Clear Policy Needed For N.E. Development – The Sunday Leader

24-1-293x300 The lack of a clear Government policy for the development of the North-East (N.E.) is a disincentive for investments in that area, a banker said.

Prem Kumar Thampi, Country Head, I.C.I.C.I. Bank, speaking at a seminar in Colombo on Tuesday as an example said that though the Government’s Mahinda Chinthana policy document speaks of making Jaffna the best city in South Asia, however it does not spell out how this would be achieved.

The seminar was on North-East development.

The target set forth in the Chinthana to achieve this goal is 2012. Similarly, the target set forth to extend the northern railway line to KKS is next year. It also talks of building 50,000 houses.

“Considering the Government’s yawning budget deficit of 9-10% and high public debt (over 80% of g.d.p.), those do not give the State space to play a lead role in infrastructure development,” said Thampi.

The way forward is for the private sector to take over, but for that to happen, there needs to be a clear policy spelt out, he said.

Thampi  citing another example said that while the per capita consumption of electricity in Jaffna was Rs. 1,000 a month, in Colombo it was 10 times that figure, at Rs. 10,000; showing the potential for power sector development in the peninsula.

He said that Sri Lanka has been growing at 5% in the past few years, with per capita income also doubling to U.S.$ 2,100 during this short period. There are plans to further double per capita income to U.S.$ 4,000 in the next four years.

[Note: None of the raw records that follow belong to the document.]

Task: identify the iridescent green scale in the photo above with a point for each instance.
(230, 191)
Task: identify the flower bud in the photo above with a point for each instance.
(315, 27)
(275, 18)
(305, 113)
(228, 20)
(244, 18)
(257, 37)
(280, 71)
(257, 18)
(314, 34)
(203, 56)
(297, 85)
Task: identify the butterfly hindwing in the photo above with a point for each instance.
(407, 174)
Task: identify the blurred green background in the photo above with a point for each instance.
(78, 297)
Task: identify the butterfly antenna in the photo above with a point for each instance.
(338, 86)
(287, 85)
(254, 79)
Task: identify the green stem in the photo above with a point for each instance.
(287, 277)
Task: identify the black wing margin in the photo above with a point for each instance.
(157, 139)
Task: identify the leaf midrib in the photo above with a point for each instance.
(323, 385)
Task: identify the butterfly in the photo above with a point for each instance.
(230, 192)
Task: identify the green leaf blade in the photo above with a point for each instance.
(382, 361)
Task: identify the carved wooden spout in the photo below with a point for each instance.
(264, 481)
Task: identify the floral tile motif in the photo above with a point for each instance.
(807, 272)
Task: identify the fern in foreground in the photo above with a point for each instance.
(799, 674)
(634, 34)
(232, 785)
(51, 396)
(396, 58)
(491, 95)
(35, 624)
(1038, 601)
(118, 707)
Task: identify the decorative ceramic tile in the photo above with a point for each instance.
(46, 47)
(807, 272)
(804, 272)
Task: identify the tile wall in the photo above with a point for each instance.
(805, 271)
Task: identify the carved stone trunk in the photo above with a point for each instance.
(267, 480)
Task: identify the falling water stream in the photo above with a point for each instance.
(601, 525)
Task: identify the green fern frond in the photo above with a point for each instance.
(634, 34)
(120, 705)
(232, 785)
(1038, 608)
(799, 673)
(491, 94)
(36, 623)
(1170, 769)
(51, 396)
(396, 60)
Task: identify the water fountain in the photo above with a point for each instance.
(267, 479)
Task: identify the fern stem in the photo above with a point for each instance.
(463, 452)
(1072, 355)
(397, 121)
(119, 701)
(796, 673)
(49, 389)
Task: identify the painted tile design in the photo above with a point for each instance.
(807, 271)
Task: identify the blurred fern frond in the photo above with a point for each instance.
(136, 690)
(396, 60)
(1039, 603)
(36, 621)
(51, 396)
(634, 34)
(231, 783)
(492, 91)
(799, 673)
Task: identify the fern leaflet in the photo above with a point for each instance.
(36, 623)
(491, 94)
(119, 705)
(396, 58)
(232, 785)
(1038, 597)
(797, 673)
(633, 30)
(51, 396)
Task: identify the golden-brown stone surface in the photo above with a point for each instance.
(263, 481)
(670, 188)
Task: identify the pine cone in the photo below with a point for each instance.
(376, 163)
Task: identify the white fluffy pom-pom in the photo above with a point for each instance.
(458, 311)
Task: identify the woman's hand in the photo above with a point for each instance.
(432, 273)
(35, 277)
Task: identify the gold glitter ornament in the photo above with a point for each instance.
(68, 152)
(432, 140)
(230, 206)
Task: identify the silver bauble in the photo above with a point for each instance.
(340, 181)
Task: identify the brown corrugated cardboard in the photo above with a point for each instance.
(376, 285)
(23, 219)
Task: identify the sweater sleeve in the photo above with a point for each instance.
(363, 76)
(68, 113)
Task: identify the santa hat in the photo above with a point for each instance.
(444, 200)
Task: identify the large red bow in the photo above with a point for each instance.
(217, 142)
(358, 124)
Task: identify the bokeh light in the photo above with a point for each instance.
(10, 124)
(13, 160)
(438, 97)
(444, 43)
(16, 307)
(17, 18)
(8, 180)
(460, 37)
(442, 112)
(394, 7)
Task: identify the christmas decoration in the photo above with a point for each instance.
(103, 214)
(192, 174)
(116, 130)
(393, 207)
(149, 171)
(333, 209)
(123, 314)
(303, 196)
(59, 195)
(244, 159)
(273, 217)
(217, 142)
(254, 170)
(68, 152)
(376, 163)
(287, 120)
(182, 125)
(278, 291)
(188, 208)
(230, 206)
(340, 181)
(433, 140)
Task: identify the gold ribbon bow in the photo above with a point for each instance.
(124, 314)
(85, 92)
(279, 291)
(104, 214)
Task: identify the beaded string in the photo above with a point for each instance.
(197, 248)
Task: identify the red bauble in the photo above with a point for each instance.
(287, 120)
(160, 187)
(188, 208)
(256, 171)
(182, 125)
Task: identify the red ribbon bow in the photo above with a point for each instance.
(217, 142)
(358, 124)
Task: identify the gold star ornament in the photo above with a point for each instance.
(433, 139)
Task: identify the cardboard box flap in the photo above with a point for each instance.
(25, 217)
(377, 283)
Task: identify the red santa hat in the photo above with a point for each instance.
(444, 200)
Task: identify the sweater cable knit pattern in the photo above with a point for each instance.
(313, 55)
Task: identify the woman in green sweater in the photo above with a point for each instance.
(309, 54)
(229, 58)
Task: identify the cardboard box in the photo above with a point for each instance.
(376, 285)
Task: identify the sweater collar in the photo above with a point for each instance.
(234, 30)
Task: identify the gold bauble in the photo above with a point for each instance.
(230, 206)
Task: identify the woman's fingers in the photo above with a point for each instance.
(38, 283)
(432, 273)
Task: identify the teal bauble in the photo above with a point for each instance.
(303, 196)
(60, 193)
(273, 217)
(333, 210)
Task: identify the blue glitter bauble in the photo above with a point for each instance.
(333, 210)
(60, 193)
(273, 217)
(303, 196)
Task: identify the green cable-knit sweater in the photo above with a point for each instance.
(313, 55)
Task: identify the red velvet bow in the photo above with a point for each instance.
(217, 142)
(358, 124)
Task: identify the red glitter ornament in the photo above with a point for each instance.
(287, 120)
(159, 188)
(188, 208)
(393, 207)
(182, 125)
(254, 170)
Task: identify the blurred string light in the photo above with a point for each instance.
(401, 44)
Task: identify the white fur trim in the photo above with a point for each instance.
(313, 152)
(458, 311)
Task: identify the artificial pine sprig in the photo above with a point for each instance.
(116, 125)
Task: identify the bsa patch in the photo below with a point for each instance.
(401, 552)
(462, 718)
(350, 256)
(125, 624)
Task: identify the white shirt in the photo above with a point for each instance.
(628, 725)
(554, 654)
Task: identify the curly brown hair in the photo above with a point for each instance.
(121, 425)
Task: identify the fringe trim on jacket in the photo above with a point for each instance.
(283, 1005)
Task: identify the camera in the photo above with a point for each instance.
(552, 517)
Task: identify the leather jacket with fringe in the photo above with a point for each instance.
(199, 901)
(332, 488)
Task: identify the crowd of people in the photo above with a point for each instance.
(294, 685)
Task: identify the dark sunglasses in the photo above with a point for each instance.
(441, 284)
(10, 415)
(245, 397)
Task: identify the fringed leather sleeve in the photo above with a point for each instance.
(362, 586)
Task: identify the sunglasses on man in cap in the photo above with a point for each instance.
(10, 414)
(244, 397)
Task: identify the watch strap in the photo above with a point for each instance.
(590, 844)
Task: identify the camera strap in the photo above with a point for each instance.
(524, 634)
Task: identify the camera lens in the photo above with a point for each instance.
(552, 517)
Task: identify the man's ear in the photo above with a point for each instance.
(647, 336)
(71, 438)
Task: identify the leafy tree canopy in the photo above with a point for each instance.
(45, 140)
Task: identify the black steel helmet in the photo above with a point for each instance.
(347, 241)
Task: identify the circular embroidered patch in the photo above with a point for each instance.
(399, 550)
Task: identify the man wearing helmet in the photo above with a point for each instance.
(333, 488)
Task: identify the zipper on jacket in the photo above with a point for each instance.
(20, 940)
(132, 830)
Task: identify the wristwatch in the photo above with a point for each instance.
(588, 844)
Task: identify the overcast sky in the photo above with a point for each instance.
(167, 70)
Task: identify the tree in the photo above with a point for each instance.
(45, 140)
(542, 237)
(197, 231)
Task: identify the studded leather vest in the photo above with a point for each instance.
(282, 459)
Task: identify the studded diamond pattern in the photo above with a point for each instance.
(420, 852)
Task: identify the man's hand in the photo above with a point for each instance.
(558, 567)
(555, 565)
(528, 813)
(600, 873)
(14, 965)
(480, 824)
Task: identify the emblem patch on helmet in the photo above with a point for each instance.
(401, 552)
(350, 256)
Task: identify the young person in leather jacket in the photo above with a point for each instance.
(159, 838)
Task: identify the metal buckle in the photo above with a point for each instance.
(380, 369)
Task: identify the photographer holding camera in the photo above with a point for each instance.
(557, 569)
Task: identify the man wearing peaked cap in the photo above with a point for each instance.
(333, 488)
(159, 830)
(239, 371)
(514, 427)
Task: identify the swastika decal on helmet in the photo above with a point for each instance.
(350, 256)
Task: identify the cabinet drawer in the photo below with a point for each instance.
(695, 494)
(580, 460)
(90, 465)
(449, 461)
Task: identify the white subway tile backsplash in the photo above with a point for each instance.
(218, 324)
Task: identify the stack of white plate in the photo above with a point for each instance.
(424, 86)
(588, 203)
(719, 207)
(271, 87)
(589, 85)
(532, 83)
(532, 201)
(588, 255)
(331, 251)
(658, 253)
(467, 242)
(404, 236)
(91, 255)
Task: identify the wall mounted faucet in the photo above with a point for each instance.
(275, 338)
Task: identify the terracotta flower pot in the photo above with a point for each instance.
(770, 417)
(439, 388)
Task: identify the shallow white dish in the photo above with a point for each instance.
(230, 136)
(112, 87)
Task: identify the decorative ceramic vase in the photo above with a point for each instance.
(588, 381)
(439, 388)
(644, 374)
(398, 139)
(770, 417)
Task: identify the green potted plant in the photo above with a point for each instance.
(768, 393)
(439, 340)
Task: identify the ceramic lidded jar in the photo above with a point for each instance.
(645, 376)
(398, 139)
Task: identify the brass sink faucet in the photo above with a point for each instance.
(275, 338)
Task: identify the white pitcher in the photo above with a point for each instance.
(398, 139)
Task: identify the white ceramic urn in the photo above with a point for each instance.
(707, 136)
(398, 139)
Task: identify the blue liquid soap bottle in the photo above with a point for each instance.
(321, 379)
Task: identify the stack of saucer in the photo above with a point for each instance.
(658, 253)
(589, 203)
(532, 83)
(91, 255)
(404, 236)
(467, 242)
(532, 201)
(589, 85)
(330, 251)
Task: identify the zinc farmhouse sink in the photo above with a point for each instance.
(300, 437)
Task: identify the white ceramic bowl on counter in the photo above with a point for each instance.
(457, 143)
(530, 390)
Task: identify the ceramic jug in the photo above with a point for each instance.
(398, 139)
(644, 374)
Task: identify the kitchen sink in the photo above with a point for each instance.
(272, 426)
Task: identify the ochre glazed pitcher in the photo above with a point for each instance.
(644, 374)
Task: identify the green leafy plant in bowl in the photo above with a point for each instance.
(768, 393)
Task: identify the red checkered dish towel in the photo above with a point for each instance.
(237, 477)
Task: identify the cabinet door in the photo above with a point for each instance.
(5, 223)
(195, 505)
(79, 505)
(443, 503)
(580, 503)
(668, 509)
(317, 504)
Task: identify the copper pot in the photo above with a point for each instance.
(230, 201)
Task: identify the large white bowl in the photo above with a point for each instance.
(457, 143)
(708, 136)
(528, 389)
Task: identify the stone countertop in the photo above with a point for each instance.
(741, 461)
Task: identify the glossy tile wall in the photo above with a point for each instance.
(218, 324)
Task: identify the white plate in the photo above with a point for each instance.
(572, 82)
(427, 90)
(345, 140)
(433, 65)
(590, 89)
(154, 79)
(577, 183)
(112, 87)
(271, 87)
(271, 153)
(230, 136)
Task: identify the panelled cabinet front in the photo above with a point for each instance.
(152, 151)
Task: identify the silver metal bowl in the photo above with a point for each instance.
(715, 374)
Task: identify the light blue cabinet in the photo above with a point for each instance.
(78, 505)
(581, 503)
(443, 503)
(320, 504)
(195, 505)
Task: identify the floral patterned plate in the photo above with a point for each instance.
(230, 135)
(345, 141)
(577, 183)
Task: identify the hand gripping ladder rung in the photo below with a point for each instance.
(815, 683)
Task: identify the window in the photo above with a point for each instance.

For this to happen Sri Lanka has to grow at 10-12%, but this doubling should not take place at the expense of high inflation, with inflation having had hit 28% in recent times, he said.

Youth Unemployment

Dr. Muttukrishan Sarvananthan, Principal Researcher Point Pedro Institute of Development, in his speech said that there is a need to look at the sources and quality of this growth.

He added that Sri Lanka’s growth story is fuelled by public sector expansion and pay rise which are unsustainable.

Sarvananthan said that though per capita income in a short period has doubled, so also has public debt, which, within the same short period, has doubled from Rs. 2,000 billion to Rs. 4,000 billion.

Referring to the N.E., he warned that youth unemployment, i.e. those between the ages of 15-29 years, was high as 20%.

Sarvananthan said that the lines of tea kiosks straddling the A 9 highway from Omanthai to Muhamalai and manned by army personnel do not help the local economy to grow. “It’s a waste of public resources to run food and beverages.”

He further said that the air force operating civilian flights do not help to boost the private aviation sector either. It’s better if the air force has a surfeit of planes to sell them off and allow to the private sector to take control of domestic flights to and from the peninsula rather than pushing them out, said Sarvananthan.

A three star hotel is being built by the state run Bank of Ceylon and Merchant Bank of Sri Lanka in Nallur which have no expertise in hotels, whereas the better thing to have had done was to have had called for expressions of interest from local business and the diaspora.

Government is everywhere in the North. They want people to think they are looking after them.

Commercial vehicles plying to Jaffna having to obtain permits encourages corruption.
Sarvananthan who is from Jaffna said that though the A9 is fully open for traffic and people have returned to their places of origin in Wanni and Jaffna, there is hardly any incentive to help the people in the N.E. to stand on their own feet.

Sarvananthan said that neither do remittances nor assistance from n.g.o.s help build a work culture in the North and East either.

He said that the government is expected to have had ploughed in Rs. 200 billion to the N.E.  by the year end. But those are all borrowed money, said Sarvananthan. Whether tangible benefits are seen by such investments is another matter.

The N.E. has been out of government budgets for so many years. But with the war end, and with those areas once more reintegrating with the rest of the country, vast resources would be needed to be allocated for the development of those places.

Former civil servant Bradman Weerakoon in his speech said that while a political solution is imperative for the N.E., one cannot wait till such a solution is found for development works to get started. Development work must go on, he said.
Alienating the locals and bringing in foreign labour (most of the Chinese funded development works are being executed with Chinese labour) is not the way to go, said Weerakoon.